2) Teaching communities should be able to choose their own curricula, assessments, and teacher evaluation practices. As we like to say at Petra, teachers don't just handle our curriculum; they are our curriculum. Few care as much about what kids are learning as teachers and administrators accountable to local parents rather than state and/or federal politicians and mandates.
3) Long-serving "star" teachers often come from low-income backgrounds, graduate from non-elite colleges, and are people of faith. Mission - not pedigree - is what makes the best teachers. While training and education are important (and we believe in both), the degree that most qualifies a teacher to be in the classroom is the degree to which he or she is committed to the mission of our school. Interestingly (especially for a secular book), Goldstein remarks that people of faith make better teachers, which we would say is a result of being created in the "imago dei," or "image of God," who is the ultimate Teacher.

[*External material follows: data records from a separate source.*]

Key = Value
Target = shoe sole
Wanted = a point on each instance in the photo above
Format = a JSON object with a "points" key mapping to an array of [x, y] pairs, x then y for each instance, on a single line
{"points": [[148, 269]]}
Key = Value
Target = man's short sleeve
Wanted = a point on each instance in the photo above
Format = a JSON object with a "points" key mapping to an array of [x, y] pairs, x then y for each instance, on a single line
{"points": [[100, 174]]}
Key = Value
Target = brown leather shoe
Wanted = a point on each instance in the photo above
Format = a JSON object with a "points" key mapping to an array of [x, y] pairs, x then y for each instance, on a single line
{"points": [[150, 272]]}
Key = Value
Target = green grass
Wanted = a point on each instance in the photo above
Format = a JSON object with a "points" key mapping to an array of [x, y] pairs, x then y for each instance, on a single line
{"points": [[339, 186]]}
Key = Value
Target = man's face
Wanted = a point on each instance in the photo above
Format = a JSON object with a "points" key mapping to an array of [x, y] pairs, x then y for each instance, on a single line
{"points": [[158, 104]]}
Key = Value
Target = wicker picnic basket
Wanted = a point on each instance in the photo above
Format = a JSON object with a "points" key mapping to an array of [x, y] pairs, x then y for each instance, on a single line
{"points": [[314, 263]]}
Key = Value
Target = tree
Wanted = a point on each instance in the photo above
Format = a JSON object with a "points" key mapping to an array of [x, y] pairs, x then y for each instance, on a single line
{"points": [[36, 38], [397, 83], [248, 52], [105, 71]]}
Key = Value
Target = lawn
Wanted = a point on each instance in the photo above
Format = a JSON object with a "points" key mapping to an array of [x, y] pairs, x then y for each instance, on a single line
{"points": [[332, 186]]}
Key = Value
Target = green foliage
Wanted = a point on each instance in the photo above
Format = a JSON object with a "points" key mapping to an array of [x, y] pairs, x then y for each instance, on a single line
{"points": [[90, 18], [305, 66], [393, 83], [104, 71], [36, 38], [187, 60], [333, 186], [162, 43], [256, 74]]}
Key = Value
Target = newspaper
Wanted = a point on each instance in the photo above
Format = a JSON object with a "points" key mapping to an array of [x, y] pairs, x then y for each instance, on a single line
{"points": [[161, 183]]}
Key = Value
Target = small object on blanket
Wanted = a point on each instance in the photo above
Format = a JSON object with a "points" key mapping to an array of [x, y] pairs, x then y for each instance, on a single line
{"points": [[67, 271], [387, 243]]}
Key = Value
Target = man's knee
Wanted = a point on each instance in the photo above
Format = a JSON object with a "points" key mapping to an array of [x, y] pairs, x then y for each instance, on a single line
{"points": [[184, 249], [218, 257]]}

4) Tests should be returned to their role as educational diagnostic tools, not educational funding metrics. Thankfully, this one is (finally) getting some notice as leading education researchers (not to mention any teacher worth his salt) will tell you that, as Goldstein writes, "...the most authentic use of achievement tests is to diagnose what students know and can do so teachers can better target instruction toward them." I've written on this before, so for Petra's particular take on testing, click here.
5) Be real about the limitations of the public system. And, I would add, any systems (including independent ones) that try too hard or are depended on too much to somehow replace the family or the Church. "We consistently expect teachers and schools to close achievement gaps and panic when they fail to do so," wrote Goldstein, "but we do not provide families with the full range of social supports children need to thrive." This can be just as true of independent schools as public ones, yet we must ideally function only "in loco parentis" - "in the place of" (not "in place of") parents.
Some issues are no respecter of schools, public or independent. Kudos to Dana Goldstein for writing a book The New York Times called "meticulously fair and disarmingly balanced," as well as to Montana State University for including it in their freshman education curriculum.